**Definition:** A bond that does not pay periodic interest to the bondholder over its term as an ordinary bond does. Instead, it is sold for less than the amount called the face value, they will receive at the end of bond’s term (ie, the maturity date. The difference between what investors originally paid and eventually receive is the interest earned.

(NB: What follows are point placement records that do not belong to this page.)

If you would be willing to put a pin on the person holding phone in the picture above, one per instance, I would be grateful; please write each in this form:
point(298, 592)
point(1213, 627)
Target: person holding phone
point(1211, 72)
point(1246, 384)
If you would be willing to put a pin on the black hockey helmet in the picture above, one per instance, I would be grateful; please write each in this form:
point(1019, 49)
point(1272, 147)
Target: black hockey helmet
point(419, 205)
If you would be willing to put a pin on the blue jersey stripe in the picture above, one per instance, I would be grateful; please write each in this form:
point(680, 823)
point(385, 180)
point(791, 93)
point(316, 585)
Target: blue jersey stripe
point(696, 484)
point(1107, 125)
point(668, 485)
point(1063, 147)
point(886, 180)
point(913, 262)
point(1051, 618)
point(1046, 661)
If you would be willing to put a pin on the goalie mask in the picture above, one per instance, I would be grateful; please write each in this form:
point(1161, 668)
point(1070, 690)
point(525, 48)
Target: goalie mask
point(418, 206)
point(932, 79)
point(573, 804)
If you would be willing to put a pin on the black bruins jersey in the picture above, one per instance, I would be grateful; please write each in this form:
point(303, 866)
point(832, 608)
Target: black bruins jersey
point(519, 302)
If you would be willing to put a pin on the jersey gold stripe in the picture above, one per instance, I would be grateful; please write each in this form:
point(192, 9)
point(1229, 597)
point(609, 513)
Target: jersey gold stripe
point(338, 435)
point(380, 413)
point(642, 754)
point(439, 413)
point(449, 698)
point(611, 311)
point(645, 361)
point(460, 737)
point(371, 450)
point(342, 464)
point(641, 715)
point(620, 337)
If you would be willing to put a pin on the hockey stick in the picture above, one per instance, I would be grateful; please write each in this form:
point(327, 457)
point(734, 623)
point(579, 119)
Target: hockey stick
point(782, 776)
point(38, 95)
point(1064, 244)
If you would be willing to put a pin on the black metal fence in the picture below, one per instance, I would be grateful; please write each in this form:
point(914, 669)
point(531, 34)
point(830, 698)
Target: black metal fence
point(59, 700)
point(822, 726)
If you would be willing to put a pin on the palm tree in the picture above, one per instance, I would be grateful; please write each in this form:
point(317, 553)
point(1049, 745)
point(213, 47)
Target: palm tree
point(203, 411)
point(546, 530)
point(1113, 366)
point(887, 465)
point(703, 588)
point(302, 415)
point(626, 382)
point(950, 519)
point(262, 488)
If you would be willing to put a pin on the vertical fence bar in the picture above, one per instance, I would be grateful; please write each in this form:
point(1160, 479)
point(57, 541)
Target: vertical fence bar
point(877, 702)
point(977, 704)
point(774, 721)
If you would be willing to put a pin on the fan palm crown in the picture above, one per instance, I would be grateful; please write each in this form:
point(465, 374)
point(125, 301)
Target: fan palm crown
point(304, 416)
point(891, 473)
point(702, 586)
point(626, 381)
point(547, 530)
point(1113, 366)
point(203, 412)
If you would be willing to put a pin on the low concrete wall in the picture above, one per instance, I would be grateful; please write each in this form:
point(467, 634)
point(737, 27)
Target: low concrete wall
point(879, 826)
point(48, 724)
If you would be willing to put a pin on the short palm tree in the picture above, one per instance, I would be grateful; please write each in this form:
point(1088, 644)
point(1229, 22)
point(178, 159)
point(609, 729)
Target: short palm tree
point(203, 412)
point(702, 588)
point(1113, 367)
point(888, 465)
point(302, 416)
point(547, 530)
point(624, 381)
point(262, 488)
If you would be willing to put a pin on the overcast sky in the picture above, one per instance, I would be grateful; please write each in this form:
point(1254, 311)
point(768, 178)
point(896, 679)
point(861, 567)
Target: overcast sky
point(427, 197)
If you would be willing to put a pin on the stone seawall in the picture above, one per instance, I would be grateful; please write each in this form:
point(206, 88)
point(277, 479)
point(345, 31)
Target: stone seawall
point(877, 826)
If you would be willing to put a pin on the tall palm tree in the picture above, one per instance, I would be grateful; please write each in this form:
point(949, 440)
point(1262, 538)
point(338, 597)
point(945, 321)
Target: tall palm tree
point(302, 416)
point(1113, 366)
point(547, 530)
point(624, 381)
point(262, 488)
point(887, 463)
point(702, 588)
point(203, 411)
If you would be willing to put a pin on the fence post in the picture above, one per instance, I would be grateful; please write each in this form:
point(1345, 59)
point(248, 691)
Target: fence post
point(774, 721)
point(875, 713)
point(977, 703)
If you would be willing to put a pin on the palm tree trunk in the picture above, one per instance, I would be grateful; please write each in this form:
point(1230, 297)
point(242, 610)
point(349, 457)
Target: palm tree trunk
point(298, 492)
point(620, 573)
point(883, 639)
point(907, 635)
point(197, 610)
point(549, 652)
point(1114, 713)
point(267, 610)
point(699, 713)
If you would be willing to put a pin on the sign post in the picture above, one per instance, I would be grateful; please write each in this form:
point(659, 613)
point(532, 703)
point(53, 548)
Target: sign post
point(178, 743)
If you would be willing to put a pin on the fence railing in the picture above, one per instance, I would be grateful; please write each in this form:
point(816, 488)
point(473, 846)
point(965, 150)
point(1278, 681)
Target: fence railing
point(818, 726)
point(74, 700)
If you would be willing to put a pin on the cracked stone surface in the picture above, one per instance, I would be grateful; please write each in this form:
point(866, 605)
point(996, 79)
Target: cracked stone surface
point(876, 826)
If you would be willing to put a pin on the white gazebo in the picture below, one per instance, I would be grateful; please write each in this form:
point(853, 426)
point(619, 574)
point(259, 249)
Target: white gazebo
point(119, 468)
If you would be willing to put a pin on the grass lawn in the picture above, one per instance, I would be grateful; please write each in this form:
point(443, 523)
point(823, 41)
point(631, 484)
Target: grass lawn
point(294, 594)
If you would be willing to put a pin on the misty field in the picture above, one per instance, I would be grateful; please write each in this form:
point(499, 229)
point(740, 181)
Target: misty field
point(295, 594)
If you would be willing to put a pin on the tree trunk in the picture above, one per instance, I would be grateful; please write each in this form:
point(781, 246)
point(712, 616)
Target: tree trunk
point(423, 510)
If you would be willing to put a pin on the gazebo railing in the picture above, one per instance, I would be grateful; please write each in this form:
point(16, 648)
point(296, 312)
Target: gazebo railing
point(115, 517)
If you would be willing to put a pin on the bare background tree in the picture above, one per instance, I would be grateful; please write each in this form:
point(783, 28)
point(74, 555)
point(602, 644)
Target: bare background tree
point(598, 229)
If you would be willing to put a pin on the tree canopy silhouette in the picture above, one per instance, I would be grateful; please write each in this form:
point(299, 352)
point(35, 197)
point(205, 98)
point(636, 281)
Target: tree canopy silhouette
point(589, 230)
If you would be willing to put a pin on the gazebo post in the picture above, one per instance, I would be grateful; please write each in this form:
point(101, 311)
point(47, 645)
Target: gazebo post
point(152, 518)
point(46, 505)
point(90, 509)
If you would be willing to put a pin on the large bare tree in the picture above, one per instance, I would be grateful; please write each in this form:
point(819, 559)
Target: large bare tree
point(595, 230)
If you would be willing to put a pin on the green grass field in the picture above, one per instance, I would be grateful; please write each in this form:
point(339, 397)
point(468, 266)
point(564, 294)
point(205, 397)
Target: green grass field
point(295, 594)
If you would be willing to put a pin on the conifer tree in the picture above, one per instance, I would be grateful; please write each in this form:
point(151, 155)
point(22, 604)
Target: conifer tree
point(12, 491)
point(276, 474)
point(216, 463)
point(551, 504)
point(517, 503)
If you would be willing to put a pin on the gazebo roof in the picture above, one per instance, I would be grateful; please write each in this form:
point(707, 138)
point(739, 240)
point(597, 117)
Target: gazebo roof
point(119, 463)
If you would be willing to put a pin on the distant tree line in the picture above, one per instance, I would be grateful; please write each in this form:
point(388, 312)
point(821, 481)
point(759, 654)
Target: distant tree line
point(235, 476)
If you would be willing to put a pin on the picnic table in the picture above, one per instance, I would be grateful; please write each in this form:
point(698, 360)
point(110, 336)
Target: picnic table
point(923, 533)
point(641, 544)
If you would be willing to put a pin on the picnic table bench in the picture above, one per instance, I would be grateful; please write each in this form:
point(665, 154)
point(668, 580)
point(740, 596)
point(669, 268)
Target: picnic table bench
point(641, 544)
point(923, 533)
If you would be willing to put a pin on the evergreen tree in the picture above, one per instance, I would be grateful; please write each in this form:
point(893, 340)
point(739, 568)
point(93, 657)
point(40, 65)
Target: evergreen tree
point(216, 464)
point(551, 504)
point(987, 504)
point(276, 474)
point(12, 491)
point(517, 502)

**Example:** In February, 2009, investors were able to purchase a new 30-year zero-coupon Treasury Strip bond that matures on February 15, 2039. The bond was offered to investors for a price of $247.40. Thirty years later, the investor will receive the $1,000 face value. Notice that unlike an ordinary bond, the investor receives no payments until the maturity date. The difference between what the bond was purchased for ($247.40) and what the investor received at maturity ($1,000) is $752.60. This is the total amount of interest the bond investor receives for holding the bond until its maturity date.

**Investeach explains:** While the above bond might seem like a great deal by receiving $1.00 for about every $.25 invested, 30 years is a long period of time. To figure out how much is really being earned each year, we would have to find the rate at which we can grow $247.40 year-in and year-out for 30 years and have it reach $1,000.

While it is beyond the scope our discussion, by using the appropriate formula or a financial calculator, the rate of return this bond earns is 4.878%. If we take 4.878% of $247.40. We get $12.07. This is the interest the bond earns (but doesn’t pay) in its first year. This makes the bond worth $247.40 + $12.07, or $259.47 at the end of its first year. To figure out how much the bond earns in its second year, we take 4.878% of $259.47. If we repeat this process for 30 years, the bond’s value will grow to … $1,000.

Above, we illustrated that zero-coupon bonds don’t *pay* interest each year but they do *earn* interest each year. The Internal Revenue Service (IRS) takes a special interest in this (no pun intended). In fact, it says that holders of these bonds must pay income taxes on the interest they have earned. Too bad if they don’t get it until the bond matures! For this reason, the interest is referred to as *phantom interest*, and zero-coupon bonds are not exactly investors’ favorite. Another reason why this type of bond may not be up there on investors’ wish list is that, because they don’t pay the investor back a single dime until the very end, a failure of the issuing company or the government before maturity could leave investors with enormous losses.

There are ways to purchase zero-coupon bonds and not be bitten by taxes on phantom interest. One way is to purchase the bonds through a tax-deferred retirement account such as a 401-K or Individual Retirement Account (IRA). A second way is to purchase zero-coupon bonds issued by state and local governments, called municipal bonds, which can be exempt from federal, state and local income taxes.

Finally, consider that zero coupon bonds, because they build up value over time, are better for saving than ordinary bonds. Imagine if you owned an ordinary $1,000 face value, 4.878% bond. It would pay you interest of $48.78 each year. You could easily spend that on dinner or a movie or an item of clothing. At the end of the bond’s term, you’d get back the face value, wondering where all the interest went. Not so with a zero-coupon bond, because you can’t spend what you don’t get! On the flip side, realize that this type of bond would be awful for a retired person who needs to receive income (ie, interest checks) on a regular basis to live on.

**Riddle me this:**

1. How do zero-coupon bonds differ from ordinary bonds?

2. How do investors make money with these bonds?

3. What do we call interest that is considered earned but not received?

4. What is the IRS’ position on this interest?

5. What is a reason why zero-coupon bonds are more risky than ordinary bonds.

6. Identify how investors can own zero-coupon bonds and not have to pay taxes on the annual interest earned.

7. Explain why these bonds are better for saving than ordinary bonds.

8. Explain which type of person these bond are not suited for, explaining why.

**Also known as:** Zeroes.

**Related terms: **Bond, Rate of return.